Inspect files¶

You have CSV, Parquet, or DuckDB files and want to understand what's in them. datasight can profile the data, surface measures and dimensions, suggest trends, and generate starter prompts — all without setting up a project or calling an LLM.

One command: `datasight inspect`¶

datasight inspect runs every deterministic analysis in one shot:

datasight inspect generation.parquet
datasight inspect generation.csv plants.csv
datasight inspect data_dir/

This prints:

Profile — table and column counts, row counts, largest tables, date coverage
Quality — null-heavy columns, suspicious numeric ranges, notes
Measures — inferred metrics with roles, default aggregations, rollup SQL
Dimensions — grouping candidates with distinct counts and sample values
Trends — date/measure pairs with chart recommendations
Recipes — suggested prompts for deeper exploration

Nothing is written to disk.

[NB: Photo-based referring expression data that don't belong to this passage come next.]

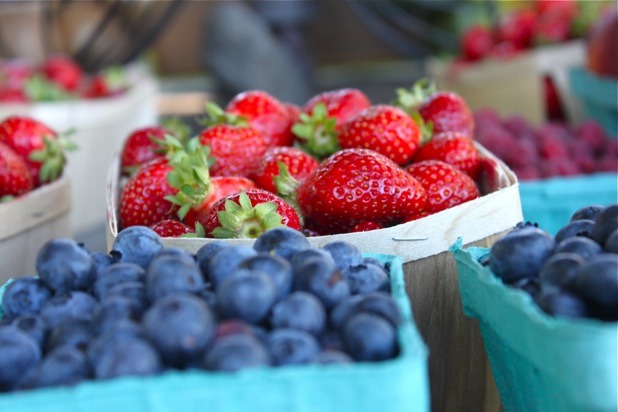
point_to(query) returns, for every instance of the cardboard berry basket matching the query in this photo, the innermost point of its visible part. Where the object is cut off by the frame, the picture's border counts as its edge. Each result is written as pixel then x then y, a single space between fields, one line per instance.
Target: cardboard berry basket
pixel 399 384
pixel 30 220
pixel 100 127
pixel 460 378
pixel 540 362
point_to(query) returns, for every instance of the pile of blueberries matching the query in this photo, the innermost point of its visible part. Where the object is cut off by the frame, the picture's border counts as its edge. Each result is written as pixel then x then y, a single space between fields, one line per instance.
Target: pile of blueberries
pixel 145 308
pixel 574 273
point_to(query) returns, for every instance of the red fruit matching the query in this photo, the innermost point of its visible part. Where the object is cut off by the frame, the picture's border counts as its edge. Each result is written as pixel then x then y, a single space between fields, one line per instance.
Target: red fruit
pixel 453 148
pixel 15 179
pixel 139 148
pixel 385 129
pixel 299 164
pixel 446 185
pixel 358 185
pixel 448 112
pixel 171 228
pixel 476 42
pixel 249 214
pixel 266 114
pixel 62 71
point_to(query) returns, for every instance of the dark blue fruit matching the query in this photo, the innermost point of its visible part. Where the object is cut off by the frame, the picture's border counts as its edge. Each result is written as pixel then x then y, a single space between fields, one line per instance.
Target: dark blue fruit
pixel 226 261
pixel 279 270
pixel 344 254
pixel 282 241
pixel 368 337
pixel 301 311
pixel 180 326
pixel 65 266
pixel 520 254
pixel 321 278
pixel 576 228
pixel 236 352
pixel 136 244
pixel 583 246
pixel 18 354
pixel 24 296
pixel 292 347
pixel 560 269
pixel 248 297
pixel 170 274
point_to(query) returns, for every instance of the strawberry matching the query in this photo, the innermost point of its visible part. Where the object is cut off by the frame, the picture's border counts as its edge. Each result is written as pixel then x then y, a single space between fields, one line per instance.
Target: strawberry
pixel 15 179
pixel 40 147
pixel 322 117
pixel 446 185
pixel 299 164
pixel 384 129
pixel 453 148
pixel 266 114
pixel 249 214
pixel 358 185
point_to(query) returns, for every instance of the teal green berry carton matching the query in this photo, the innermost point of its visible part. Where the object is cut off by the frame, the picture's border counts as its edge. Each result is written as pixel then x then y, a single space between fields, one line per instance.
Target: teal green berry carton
pixel 540 363
pixel 396 385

Use --format json or --format markdown to change the output, or -o report.md to save it to a file:

datasight inspect generation.parquet --format json
datasight inspect generation.parquet --format markdown -o overview.md

Explore files in the web UI¶

If you prefer a visual interface, the web UI can also work with files directly — no project setup required:

datasight run

Open http://localhost:8084. The landing page shows:

Guided starters — choose a workflow like Profile this dataset, Find key dimensions, Build a trend chart, or Audit nulls and outliers. datasight runs the selected starter as soon as your data loads.
Configure your LLM — if needed, enter your provider and API key. (If you exported ANTHROPIC_API_KEY or similar in your shell, this step is skipped.)
Explore Files — enter the path to your CSV, Parquet, or DuckDB file (or a directory of Parquet files) and click Explore.

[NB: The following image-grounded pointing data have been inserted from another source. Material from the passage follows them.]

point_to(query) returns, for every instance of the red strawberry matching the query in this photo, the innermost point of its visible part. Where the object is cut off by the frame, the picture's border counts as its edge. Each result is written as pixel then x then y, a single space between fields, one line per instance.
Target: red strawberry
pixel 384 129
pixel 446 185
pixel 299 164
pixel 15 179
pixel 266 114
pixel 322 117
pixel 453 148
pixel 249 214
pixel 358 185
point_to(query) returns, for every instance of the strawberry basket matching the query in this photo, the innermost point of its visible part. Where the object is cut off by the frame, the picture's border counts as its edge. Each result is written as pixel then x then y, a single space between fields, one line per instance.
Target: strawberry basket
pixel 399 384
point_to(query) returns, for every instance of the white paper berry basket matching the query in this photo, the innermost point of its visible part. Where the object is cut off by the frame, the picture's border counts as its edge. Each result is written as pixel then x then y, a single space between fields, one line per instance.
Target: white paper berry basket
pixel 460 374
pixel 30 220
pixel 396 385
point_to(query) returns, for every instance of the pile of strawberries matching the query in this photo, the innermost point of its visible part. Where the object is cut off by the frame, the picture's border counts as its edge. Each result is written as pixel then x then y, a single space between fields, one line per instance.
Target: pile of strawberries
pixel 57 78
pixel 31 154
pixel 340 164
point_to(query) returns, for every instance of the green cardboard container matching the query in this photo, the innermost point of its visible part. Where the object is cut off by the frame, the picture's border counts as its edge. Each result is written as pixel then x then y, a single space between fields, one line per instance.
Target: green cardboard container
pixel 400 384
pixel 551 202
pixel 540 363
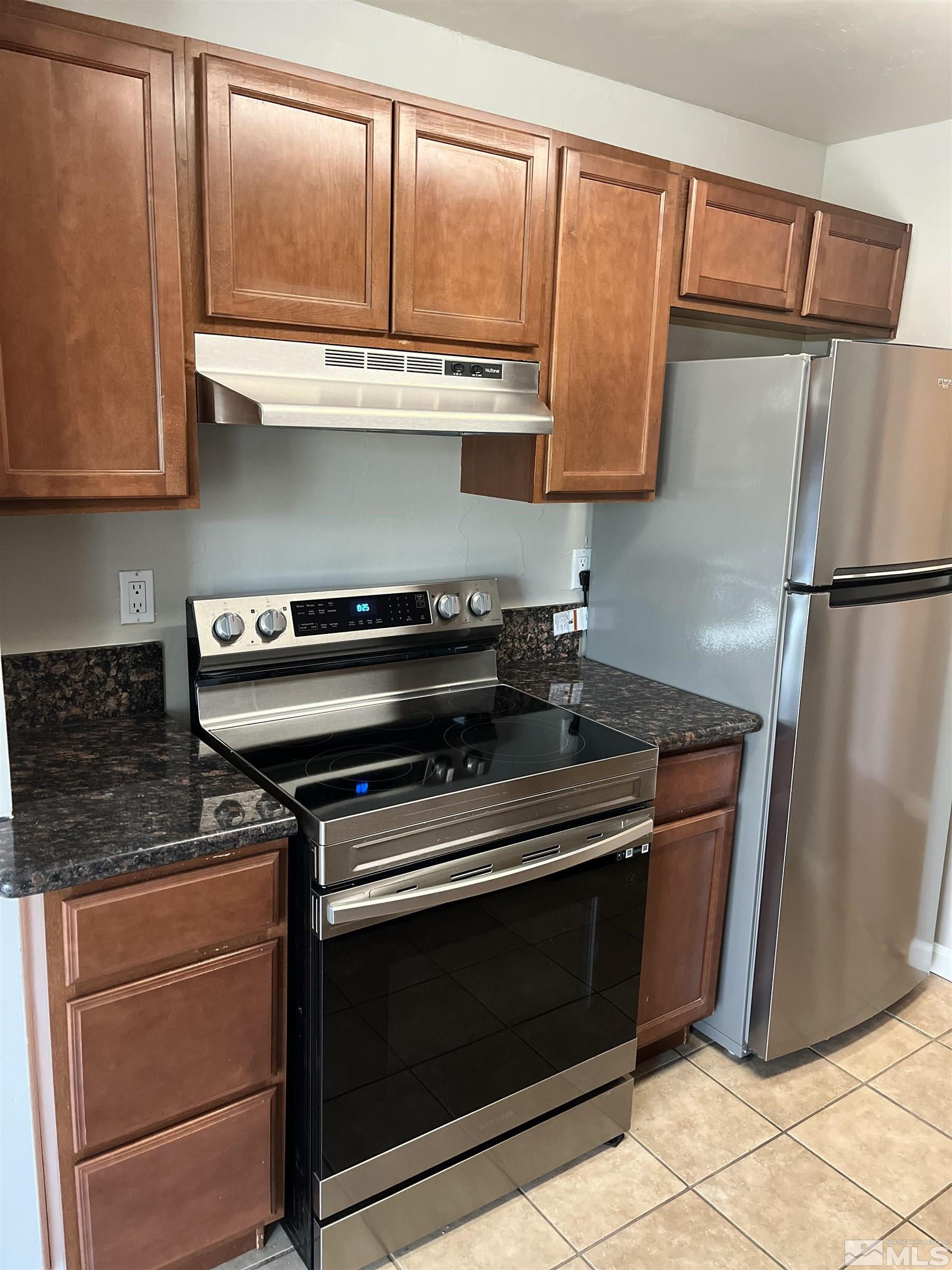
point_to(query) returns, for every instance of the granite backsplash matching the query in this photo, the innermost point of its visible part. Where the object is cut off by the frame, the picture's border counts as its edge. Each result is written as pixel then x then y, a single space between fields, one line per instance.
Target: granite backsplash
pixel 83 685
pixel 527 636
pixel 121 681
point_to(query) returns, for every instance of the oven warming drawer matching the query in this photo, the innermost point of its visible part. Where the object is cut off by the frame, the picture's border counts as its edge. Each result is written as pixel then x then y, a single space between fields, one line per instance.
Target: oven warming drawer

datasight creates an in-memory database, introspects the schema, and drops you into the chat UI.

Adding more files

Use the input at the top of the sidebar (below Tables) to add more files to your session at any time.

Save as a project¶

Once you're comfortable with your data, click Save in the header to persist your session as a project. datasight will:

Create a project directory with a DuckDB database (views pointing to your original files — no data copying)
Auto-generate schema_description.md and queries.yaml using the LLM
Seed a measures.yaml scaffold from the inferred semantic measures

See Set up a project for the full project workflow.

Generate project files from files¶

datasight generate can also work directly with files to auto-generate schema documentation:

datasight generate generation.parquet plants.csv

Examples:

# Reference an existing DuckDB database directly
datasight generate generation.duckdb

# Reference an existing SQLite database directly
datasight generate generation.sqlite

# Create ./database.duckdb from CSV inputs
datasight generate generation.csv plants.csv

# Create ./database.duckdb from Parquet inputs
datasight generate generation.parquet plants.parquet

# Create a custom project DuckDB from CSV inputs
datasight generate generation.csv plants.csv --db-path db/project.duckdb

# Create a custom project DuckDB from Parquet inputs
datasight generate generation.parquet plants.parquet --db-path db/project.duckdb

--db-path is an output path. Use it only when datasight is creating a DuckDB project database from CSV, Parquet, or mixed file inputs. Do not use --db-path with a single existing DuckDB or SQLite database; those files are referenced directly in .env.

This creates schema_description.md, queries.yaml, measures.yaml, and time_series.yaml in the current directory using the LLM. See Set up a project for details.

Supported file types¶

Type	Example	How it's handled
CSV	`data.csv`	Loaded via DuckDB's `read_csv_auto`
Parquet	`data.parquet`	Loaded via DuckDB's `read_parquet`
DuckDB	`data.duckdb`	Referenced directly when it is the only input
SQLite	`data.sqlite`	Referenced directly when it is the only input
Parquet directory	`data_dir/`	Hive-partitioned parquet with `read_parquet` glob
CSV directory	`data_dir/`	All CSVs loaded via `read_csv_auto` glob

For CSV and Parquet inputs, each file becomes a view in an ephemeral in-memory DuckDB database while documentation is generated. The view name is derived from the filename (e.g. generation.parquet becomes the generation table).